American League Real All Stars
|Position||AL All Star Hitters||AVG||HR||RBI||R||SB||WAR|
|SS||Jose Reyes (AL/NL)||0.318||12||47||64||28||3.4|
|OF||Alex Gordon (OF)||0.297||18||92||92||12||5.2|
|CI||Adrian Beltre (3B)||0.316||41||101||97||0||6.6|
|MI||Dustin Pedroia (2B)||0.317||15||88||97||27||6.5|
|Util||Edwin Encarnacion (1B)||0.264||44||124||98||8||4.3|
|Res||Prince Fielder (1B)||0.293||31||114||83||1||4.1|
|Res||Josh Donaldson (3B/C)||0.303||24||87||79||5||6.4|
|Res||Evan Longoria (3B)||0.276||31||88||78||1||4.4|
|Res||Jacoby Ellsbury (OF)?||0.294||7||56||98||50||4.9|
|Position||AL All Star Pitchers||W||SO||SV||ERA||WHIP||WAR|
|P||Fernando Rodney (RP)||3||94||45||2.12||1.09||1.5|
|P||Grant Balfour (RP)||1||81||42||1.67||0.91||1.6|
|P||Greg Holland (RP)||7||106||38||2.02||1.01||3.1|
|Res||Joe Nathan (RP)||3||42||48||2.30||0.90||1.7|
|Res||Glen Perkins (RP)||3||47||33||2.51||0.70||1.7|
American League Observations:
The lack of All Star worth shortstops made me use Jose Reyes who spent half his time in the National League. I mean I labored back and forth on J.J. Hardy, Jhonny Peralta, and Erick Aybar, but c’mon where’s the fun behind those names. Actually, Reyes’ combined stats over both leagues are pretty legit and are actually better than any of the other AL shortstop pundits.
Now, take a look at Chris Davis’ line: .298 AVG/ 56 HR/138 RBI. He is a beast. I heard that he considers 61 home runs to be the true home run record. My feeling on that is he just wants an easier number to shoot for. Based on the past 12 months, that 61 number is well within reach. However, he can forget about 73.
Although I don’t think you can debate this year who the best fantasy player in baseball is, there is still a discussion for the past 12 months statistics. The Trout vs Miggy debate lives again. Miggy has 168 RBI. That total would rank him 11th all time for a whole season. For fantasy purposes, you can not credit Trout enough for his power and speed. Mix in a high batting average, and you have the most appealing fantasy asset since Alex Rodriguez, the shortstop.
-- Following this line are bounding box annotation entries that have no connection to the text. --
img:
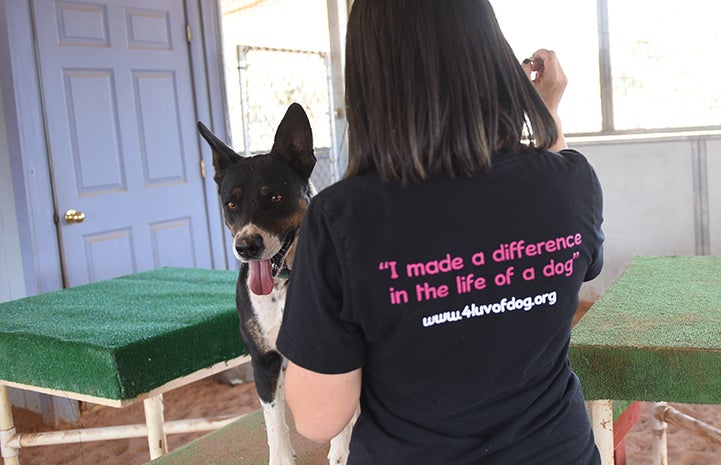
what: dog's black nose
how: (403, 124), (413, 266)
(235, 234), (263, 259)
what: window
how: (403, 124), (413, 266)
(608, 0), (721, 130)
(491, 0), (721, 133)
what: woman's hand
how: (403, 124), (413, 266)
(521, 49), (568, 152)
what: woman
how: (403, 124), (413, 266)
(278, 0), (603, 465)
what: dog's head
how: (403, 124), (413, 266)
(198, 103), (316, 295)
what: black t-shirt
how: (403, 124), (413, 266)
(277, 150), (603, 465)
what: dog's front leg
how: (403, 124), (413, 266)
(328, 409), (360, 465)
(253, 351), (295, 465)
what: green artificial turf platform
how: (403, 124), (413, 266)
(0, 268), (246, 400)
(569, 256), (721, 404)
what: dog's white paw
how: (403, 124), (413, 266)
(328, 447), (348, 465)
(328, 414), (357, 465)
(268, 446), (295, 465)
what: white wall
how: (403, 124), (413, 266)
(0, 83), (25, 302)
(569, 135), (721, 301)
(706, 137), (721, 255)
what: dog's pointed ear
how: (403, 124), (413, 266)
(198, 121), (241, 185)
(271, 103), (316, 179)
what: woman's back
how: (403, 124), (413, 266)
(279, 151), (603, 465)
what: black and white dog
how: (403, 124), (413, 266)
(198, 103), (352, 465)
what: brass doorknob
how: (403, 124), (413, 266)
(65, 209), (85, 224)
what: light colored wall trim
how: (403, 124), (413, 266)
(0, 0), (63, 295)
(0, 76), (26, 302)
(185, 0), (229, 269)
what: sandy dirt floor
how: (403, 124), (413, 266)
(14, 379), (721, 465)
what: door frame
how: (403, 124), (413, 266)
(0, 0), (229, 295)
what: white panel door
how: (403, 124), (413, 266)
(33, 0), (212, 286)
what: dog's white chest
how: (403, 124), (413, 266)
(250, 281), (286, 350)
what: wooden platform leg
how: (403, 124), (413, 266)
(143, 394), (168, 460)
(651, 402), (668, 465)
(591, 400), (613, 465)
(0, 384), (19, 465)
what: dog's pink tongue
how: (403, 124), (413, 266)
(248, 260), (273, 295)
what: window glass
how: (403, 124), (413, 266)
(491, 0), (601, 133)
(608, 0), (721, 130)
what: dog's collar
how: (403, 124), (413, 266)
(270, 231), (296, 279)
(275, 267), (290, 279)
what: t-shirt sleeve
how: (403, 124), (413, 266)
(561, 149), (605, 281)
(276, 201), (366, 374)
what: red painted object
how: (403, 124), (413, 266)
(613, 401), (641, 465)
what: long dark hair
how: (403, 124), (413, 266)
(345, 0), (556, 183)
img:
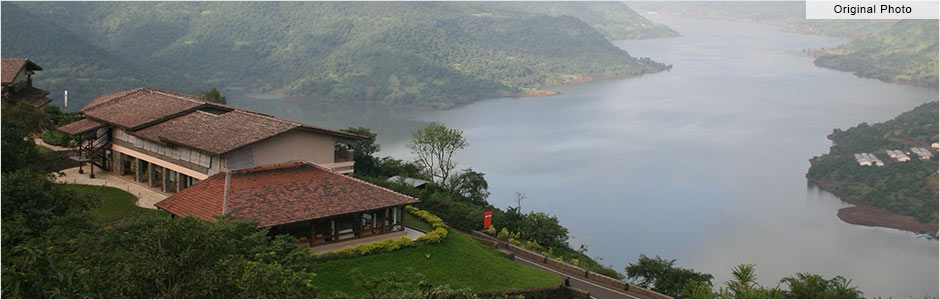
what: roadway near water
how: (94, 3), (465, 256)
(229, 15), (938, 298)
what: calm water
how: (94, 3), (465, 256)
(230, 16), (938, 298)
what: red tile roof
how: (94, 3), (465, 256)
(156, 162), (420, 227)
(56, 119), (104, 135)
(0, 58), (42, 84)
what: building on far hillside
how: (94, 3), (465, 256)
(0, 58), (52, 107)
(58, 88), (364, 192)
(156, 162), (419, 245)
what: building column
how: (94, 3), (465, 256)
(160, 167), (170, 192)
(176, 172), (183, 193)
(147, 162), (157, 187)
(134, 157), (144, 182)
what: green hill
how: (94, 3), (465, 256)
(816, 20), (940, 87)
(2, 2), (666, 108)
(0, 2), (204, 111)
(806, 102), (940, 224)
(474, 1), (679, 40)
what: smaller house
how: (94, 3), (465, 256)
(388, 175), (431, 189)
(0, 58), (52, 107)
(155, 162), (420, 246)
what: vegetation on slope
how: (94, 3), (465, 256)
(474, 1), (679, 40)
(313, 232), (561, 298)
(2, 2), (666, 108)
(630, 1), (890, 38)
(816, 20), (940, 87)
(806, 102), (940, 223)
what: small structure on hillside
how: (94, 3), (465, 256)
(0, 58), (52, 107)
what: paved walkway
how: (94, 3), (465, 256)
(310, 226), (425, 254)
(56, 165), (170, 209)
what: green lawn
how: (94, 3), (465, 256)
(402, 213), (434, 233)
(66, 184), (169, 223)
(314, 231), (562, 298)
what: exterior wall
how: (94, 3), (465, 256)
(112, 128), (213, 175)
(252, 131), (336, 166)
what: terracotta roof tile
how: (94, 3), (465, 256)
(56, 119), (104, 135)
(156, 162), (420, 227)
(7, 87), (52, 107)
(0, 58), (42, 84)
(81, 88), (206, 130)
(131, 110), (298, 154)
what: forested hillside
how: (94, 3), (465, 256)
(816, 20), (940, 87)
(0, 3), (204, 111)
(806, 102), (940, 224)
(474, 1), (679, 40)
(2, 2), (666, 108)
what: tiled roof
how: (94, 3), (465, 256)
(156, 162), (420, 227)
(57, 119), (104, 135)
(72, 88), (364, 154)
(0, 58), (42, 84)
(7, 87), (52, 107)
(81, 88), (206, 130)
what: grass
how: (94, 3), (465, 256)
(314, 231), (562, 298)
(402, 213), (434, 233)
(66, 184), (169, 223)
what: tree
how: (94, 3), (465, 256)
(193, 88), (226, 104)
(780, 273), (862, 299)
(625, 254), (713, 298)
(408, 123), (468, 184)
(447, 168), (490, 205)
(0, 101), (48, 173)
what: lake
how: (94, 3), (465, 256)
(229, 15), (938, 298)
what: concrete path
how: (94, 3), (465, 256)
(56, 165), (170, 209)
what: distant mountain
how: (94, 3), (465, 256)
(816, 20), (940, 87)
(474, 1), (679, 40)
(2, 2), (666, 108)
(0, 2), (204, 111)
(630, 1), (891, 38)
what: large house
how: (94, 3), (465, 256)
(58, 88), (418, 243)
(0, 58), (52, 107)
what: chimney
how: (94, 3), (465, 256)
(222, 170), (232, 216)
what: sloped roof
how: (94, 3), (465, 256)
(155, 162), (420, 227)
(56, 119), (104, 135)
(81, 88), (206, 130)
(0, 58), (42, 84)
(7, 87), (52, 107)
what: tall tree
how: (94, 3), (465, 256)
(408, 123), (469, 184)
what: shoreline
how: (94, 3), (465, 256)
(806, 177), (938, 238)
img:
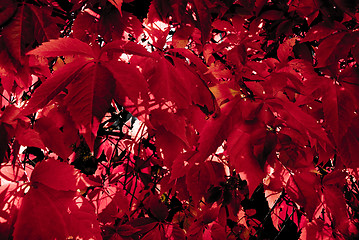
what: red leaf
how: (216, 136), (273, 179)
(150, 198), (168, 221)
(277, 38), (297, 63)
(197, 98), (241, 162)
(186, 164), (211, 202)
(27, 38), (95, 57)
(228, 128), (265, 196)
(316, 32), (358, 68)
(148, 57), (192, 108)
(272, 98), (331, 148)
(106, 61), (148, 104)
(30, 158), (87, 191)
(0, 0), (17, 25)
(2, 3), (59, 63)
(14, 183), (102, 240)
(101, 40), (152, 57)
(22, 59), (89, 115)
(286, 172), (320, 220)
(193, 0), (211, 44)
(65, 63), (116, 148)
(323, 185), (349, 235)
(322, 82), (356, 144)
(302, 21), (347, 42)
(0, 163), (26, 182)
(35, 117), (75, 159)
(108, 0), (123, 13)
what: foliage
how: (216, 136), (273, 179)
(0, 0), (359, 240)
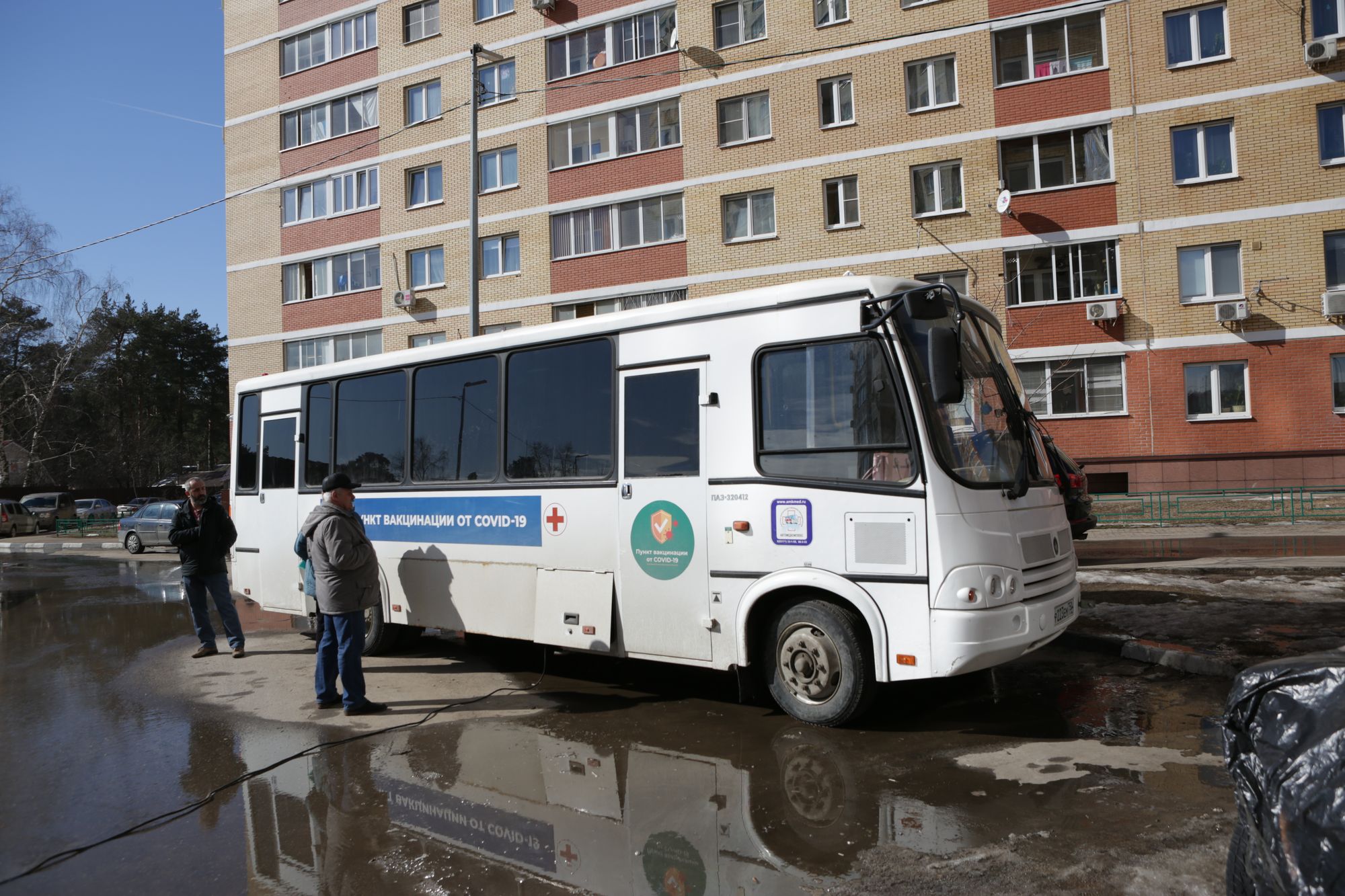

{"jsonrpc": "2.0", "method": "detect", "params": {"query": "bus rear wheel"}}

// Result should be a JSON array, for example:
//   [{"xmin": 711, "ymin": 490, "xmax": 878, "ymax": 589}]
[{"xmin": 763, "ymin": 592, "xmax": 877, "ymax": 727}]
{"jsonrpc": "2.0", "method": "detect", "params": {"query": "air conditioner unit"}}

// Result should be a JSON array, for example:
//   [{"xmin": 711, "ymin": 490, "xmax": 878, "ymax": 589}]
[
  {"xmin": 1322, "ymin": 289, "xmax": 1345, "ymax": 317},
  {"xmin": 1215, "ymin": 301, "xmax": 1247, "ymax": 323},
  {"xmin": 1302, "ymin": 37, "xmax": 1336, "ymax": 66},
  {"xmin": 1088, "ymin": 298, "xmax": 1116, "ymax": 323}
]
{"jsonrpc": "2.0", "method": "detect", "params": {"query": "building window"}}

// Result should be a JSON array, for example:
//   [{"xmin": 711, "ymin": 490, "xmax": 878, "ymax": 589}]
[
  {"xmin": 1014, "ymin": 356, "xmax": 1126, "ymax": 417},
  {"xmin": 406, "ymin": 81, "xmax": 440, "ymax": 125},
  {"xmin": 402, "ymin": 0, "xmax": 438, "ymax": 43},
  {"xmin": 1163, "ymin": 3, "xmax": 1228, "ymax": 69},
  {"xmin": 280, "ymin": 89, "xmax": 378, "ymax": 149},
  {"xmin": 911, "ymin": 159, "xmax": 966, "ymax": 218},
  {"xmin": 476, "ymin": 59, "xmax": 514, "ymax": 106},
  {"xmin": 551, "ymin": 192, "xmax": 683, "ymax": 254},
  {"xmin": 1005, "ymin": 239, "xmax": 1120, "ymax": 305},
  {"xmin": 281, "ymin": 246, "xmax": 381, "ymax": 301},
  {"xmin": 409, "ymin": 246, "xmax": 444, "ymax": 289},
  {"xmin": 907, "ymin": 56, "xmax": 958, "ymax": 112},
  {"xmin": 1177, "ymin": 242, "xmax": 1243, "ymax": 302},
  {"xmin": 1317, "ymin": 102, "xmax": 1345, "ymax": 165},
  {"xmin": 285, "ymin": 329, "xmax": 383, "ymax": 370},
  {"xmin": 995, "ymin": 12, "xmax": 1107, "ymax": 85},
  {"xmin": 546, "ymin": 7, "xmax": 677, "ymax": 81},
  {"xmin": 1325, "ymin": 230, "xmax": 1345, "ymax": 289},
  {"xmin": 1173, "ymin": 121, "xmax": 1237, "ymax": 183},
  {"xmin": 476, "ymin": 0, "xmax": 514, "ymax": 22},
  {"xmin": 714, "ymin": 0, "xmax": 765, "ymax": 50},
  {"xmin": 1185, "ymin": 360, "xmax": 1251, "ymax": 419},
  {"xmin": 546, "ymin": 99, "xmax": 682, "ymax": 171},
  {"xmin": 281, "ymin": 168, "xmax": 378, "ymax": 225},
  {"xmin": 720, "ymin": 91, "xmax": 771, "ymax": 147},
  {"xmin": 480, "ymin": 147, "xmax": 518, "ymax": 192},
  {"xmin": 916, "ymin": 270, "xmax": 970, "ymax": 296},
  {"xmin": 818, "ymin": 75, "xmax": 854, "ymax": 128},
  {"xmin": 406, "ymin": 165, "xmax": 444, "ymax": 208},
  {"xmin": 812, "ymin": 0, "xmax": 850, "ymax": 28},
  {"xmin": 822, "ymin": 176, "xmax": 859, "ymax": 230},
  {"xmin": 280, "ymin": 9, "xmax": 378, "ymax": 75},
  {"xmin": 724, "ymin": 190, "xmax": 775, "ymax": 242},
  {"xmin": 482, "ymin": 233, "xmax": 521, "ymax": 278},
  {"xmin": 999, "ymin": 125, "xmax": 1111, "ymax": 192},
  {"xmin": 1313, "ymin": 0, "xmax": 1345, "ymax": 38}
]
Max Scherzer is easily the AL Cy Young during this span, and I don’t think it’s close. It’s nice to see that WHIP so low. The WHIP has always been the feeder of the bad performances with the old Scherzer. There’s no telling how nasty he’ll be now that he seemingly has that under control. He is definitely showing himself to be the best pitcher in Detroit or at least the 1.B. pitcher. Looking at Verlander’s inflated WHIP, you have to wonder if he’ll make it back to this list next year.
How low can Perkins WHIP get? I wonder how anybody scores runs off of him with a WHIP at 0.70.
I really hope you enjoyed this list as much as I loved compiling it. As we burst into the second half, there will be some stalwarts staying the course and remaining elite, but it’s always fun to see new stars emerge. The beautiful thing about baseball is in the very thing that people hate about it. The length of time and detailed statistics allow for a picture to be constantly in motion. It’s like a journey with every pitch. Each pitch picks up where the last one left off, and then dictates the future of the next. As you enter the post all star break stretch runs, take the time to bask in the performances of these players. Baseball doesn’t do a good enough job bringing to light these stars. So we as fantasy players should take it upon ourselves an recognize greatness and win some leagues. God bless America. And God bless fantasy baseball.